In quantum mechanics, both the expectation value and the value obtained using quantum operators provide information about physical observables of a quantum system, but they represent different quantities and serve different purposes.
- Expectation Value: The expectation value of an observable in quantum mechanics represents the average value one would expect to measure if the same observable were measured repeatedly on an ensemble of identically prepared quantum systems. Mathematically, the expectation value of an observable A is given by the expression ⟨A⟩ = ⟨ψ|A|ψ⟩, where |ψ⟩ represents the state of the quantum system and A is the corresponding quantum operator.
The expectation value provides a probabilistic prediction of the measurement outcome and takes into account the underlying quantum state. It gives the average value of a measurement that can be obtained when measuring the observable multiple times on identically prepared systems.
- Value using Quantum Operators: On the other hand, the value obtained using quantum operators represents the result of applying the corresponding operator directly to a quantum state. If |ψ⟩ is the state of the system and A is an observable, then applying the quantum operator A to the state yields a new state given by A|ψ⟩.

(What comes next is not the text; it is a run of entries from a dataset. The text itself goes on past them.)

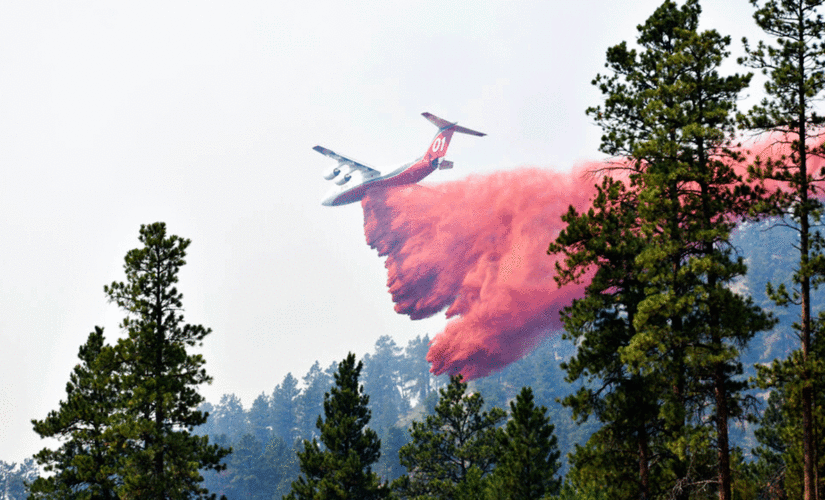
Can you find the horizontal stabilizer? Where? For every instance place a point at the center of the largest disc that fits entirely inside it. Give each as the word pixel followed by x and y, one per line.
pixel 444 124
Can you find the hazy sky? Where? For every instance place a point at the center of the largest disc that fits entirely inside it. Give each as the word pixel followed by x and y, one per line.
pixel 203 115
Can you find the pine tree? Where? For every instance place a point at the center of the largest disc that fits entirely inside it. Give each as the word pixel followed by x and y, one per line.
pixel 159 457
pixel 342 468
pixel 86 464
pixel 669 113
pixel 528 453
pixel 796 81
pixel 455 444
pixel 619 456
pixel 285 399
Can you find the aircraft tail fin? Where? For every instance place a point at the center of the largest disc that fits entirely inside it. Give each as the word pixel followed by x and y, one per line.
pixel 444 124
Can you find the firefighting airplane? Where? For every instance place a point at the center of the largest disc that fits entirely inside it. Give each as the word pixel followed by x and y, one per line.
pixel 354 178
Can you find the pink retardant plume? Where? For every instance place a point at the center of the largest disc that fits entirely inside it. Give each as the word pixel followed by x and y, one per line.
pixel 478 247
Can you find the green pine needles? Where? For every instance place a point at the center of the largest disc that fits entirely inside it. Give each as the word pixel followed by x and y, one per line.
pixel 130 410
pixel 340 466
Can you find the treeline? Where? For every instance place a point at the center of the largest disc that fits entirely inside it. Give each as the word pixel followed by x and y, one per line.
pixel 664 336
pixel 266 437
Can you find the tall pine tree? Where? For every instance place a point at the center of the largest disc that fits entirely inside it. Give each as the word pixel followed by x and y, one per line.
pixel 668 112
pixel 795 66
pixel 453 449
pixel 87 462
pixel 159 379
pixel 342 467
pixel 528 453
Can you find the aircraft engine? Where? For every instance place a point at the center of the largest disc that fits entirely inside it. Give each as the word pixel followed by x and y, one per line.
pixel 332 173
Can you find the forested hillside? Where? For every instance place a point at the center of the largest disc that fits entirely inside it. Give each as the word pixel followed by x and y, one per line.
pixel 266 435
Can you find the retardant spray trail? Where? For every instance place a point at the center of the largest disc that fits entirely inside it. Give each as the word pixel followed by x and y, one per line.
pixel 478 248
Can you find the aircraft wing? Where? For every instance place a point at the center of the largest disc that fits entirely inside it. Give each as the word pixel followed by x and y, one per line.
pixel 343 160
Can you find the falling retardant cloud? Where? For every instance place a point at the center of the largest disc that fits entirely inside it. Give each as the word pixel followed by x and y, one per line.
pixel 478 247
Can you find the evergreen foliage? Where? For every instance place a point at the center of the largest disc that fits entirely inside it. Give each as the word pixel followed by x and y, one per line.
pixel 130 411
pixel 342 468
pixel 450 448
pixel 661 323
pixel 795 67
pixel 158 378
pixel 86 464
pixel 528 453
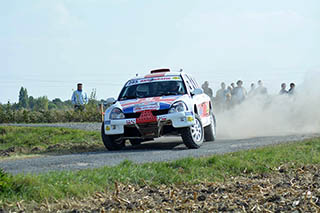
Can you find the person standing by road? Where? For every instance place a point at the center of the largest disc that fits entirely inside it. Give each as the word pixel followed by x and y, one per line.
pixel 207 90
pixel 252 90
pixel 79 98
pixel 292 89
pixel 261 90
pixel 239 93
pixel 221 97
pixel 283 90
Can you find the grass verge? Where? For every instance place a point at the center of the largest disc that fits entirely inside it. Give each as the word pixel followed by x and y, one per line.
pixel 63 185
pixel 17 141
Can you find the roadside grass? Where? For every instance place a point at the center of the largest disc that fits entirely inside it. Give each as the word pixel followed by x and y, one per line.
pixel 15 141
pixel 81 184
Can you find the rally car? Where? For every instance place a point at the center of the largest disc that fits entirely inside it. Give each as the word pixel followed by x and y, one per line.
pixel 158 104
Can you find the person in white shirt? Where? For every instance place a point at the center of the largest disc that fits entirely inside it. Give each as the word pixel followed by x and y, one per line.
pixel 239 93
pixel 79 98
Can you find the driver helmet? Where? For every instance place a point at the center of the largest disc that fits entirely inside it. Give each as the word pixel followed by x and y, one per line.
pixel 142 90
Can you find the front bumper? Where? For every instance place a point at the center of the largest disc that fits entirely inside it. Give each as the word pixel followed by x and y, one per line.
pixel 178 120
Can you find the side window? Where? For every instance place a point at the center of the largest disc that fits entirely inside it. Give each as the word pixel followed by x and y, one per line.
pixel 189 83
pixel 194 83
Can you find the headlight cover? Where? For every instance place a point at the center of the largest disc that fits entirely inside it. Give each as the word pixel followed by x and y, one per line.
pixel 178 107
pixel 116 113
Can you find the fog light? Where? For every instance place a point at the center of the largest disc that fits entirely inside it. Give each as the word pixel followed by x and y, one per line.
pixel 190 119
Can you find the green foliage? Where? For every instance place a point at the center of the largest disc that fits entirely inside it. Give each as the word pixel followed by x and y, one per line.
pixel 23 98
pixel 42 110
pixel 59 185
pixel 28 138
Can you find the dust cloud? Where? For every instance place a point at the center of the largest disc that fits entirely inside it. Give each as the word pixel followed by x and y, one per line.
pixel 274 115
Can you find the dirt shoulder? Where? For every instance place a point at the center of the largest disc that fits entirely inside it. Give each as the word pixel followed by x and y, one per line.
pixel 283 190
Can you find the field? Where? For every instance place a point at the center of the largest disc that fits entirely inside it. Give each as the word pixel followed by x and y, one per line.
pixel 276 178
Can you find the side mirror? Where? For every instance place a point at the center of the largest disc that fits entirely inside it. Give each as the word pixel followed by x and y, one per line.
pixel 110 101
pixel 196 92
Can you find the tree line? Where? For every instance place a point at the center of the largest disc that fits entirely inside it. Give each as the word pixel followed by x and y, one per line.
pixel 42 110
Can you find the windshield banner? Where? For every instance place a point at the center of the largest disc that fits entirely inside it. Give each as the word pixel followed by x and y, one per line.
pixel 149 80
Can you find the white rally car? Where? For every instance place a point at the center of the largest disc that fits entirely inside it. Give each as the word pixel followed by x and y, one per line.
pixel 161 103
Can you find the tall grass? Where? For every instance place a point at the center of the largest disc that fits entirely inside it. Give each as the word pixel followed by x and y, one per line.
pixel 60 185
pixel 91 113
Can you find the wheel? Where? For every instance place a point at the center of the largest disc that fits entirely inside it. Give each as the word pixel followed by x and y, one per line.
pixel 210 131
pixel 112 142
pixel 193 136
pixel 135 142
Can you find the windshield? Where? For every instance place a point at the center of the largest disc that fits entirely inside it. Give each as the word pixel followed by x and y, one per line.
pixel 152 89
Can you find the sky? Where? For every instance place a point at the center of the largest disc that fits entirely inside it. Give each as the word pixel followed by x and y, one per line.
pixel 50 46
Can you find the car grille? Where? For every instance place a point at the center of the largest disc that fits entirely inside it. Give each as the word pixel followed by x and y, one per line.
pixel 132 115
pixel 154 113
pixel 160 112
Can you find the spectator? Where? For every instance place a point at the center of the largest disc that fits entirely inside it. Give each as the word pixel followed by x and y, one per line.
pixel 79 98
pixel 207 90
pixel 292 89
pixel 221 97
pixel 252 90
pixel 239 93
pixel 261 90
pixel 283 89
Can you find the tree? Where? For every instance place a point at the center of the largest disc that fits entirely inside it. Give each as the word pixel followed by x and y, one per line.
pixel 41 103
pixel 23 98
pixel 31 102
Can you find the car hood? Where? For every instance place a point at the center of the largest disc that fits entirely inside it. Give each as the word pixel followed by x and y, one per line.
pixel 153 103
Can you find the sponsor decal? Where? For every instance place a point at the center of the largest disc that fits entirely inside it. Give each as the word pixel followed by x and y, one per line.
pixel 148 80
pixel 189 113
pixel 146 106
pixel 130 121
pixel 190 119
pixel 162 118
pixel 155 103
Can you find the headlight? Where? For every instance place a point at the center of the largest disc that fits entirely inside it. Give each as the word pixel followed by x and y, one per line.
pixel 178 107
pixel 116 113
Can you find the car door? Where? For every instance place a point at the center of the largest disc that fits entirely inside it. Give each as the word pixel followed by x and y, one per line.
pixel 202 101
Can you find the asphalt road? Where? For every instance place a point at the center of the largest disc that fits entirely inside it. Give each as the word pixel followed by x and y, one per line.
pixel 164 149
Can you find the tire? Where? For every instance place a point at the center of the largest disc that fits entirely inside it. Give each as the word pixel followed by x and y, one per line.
pixel 135 142
pixel 112 142
pixel 193 136
pixel 210 131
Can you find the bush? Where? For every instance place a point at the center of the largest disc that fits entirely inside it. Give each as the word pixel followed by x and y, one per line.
pixel 91 113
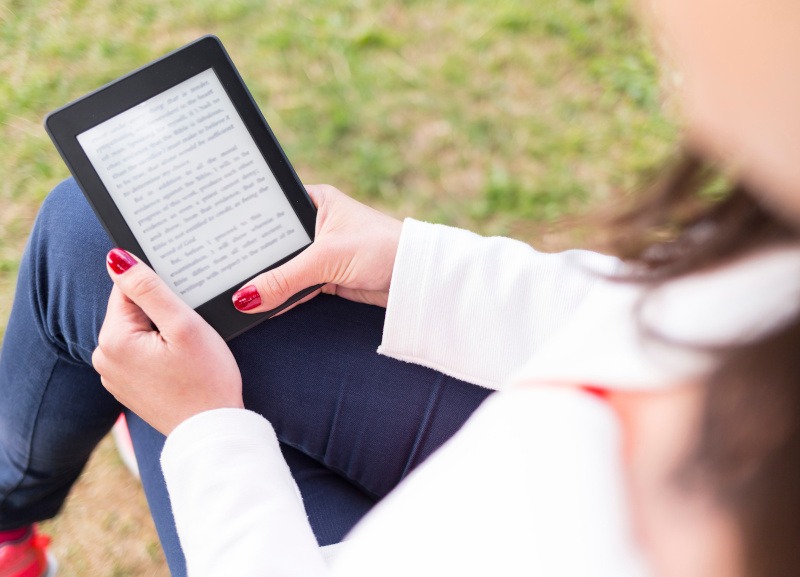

The value obtained using quantum operators provides information about the state resulting from the application of the operator to the given quantum state. It describes a particular outcome corresponding to the application of the operator to the state, rather than an average or probabilistic prediction.
In summary, the expectation value gives the average value of a measurement obtained by repeatedly measuring the observable on identically prepared systems, taking into account the quantum state. On the other hand, the value obtained using quantum operators represents the specific outcome resulting from the application of the operator to a given quantum state, without considering statistical averages.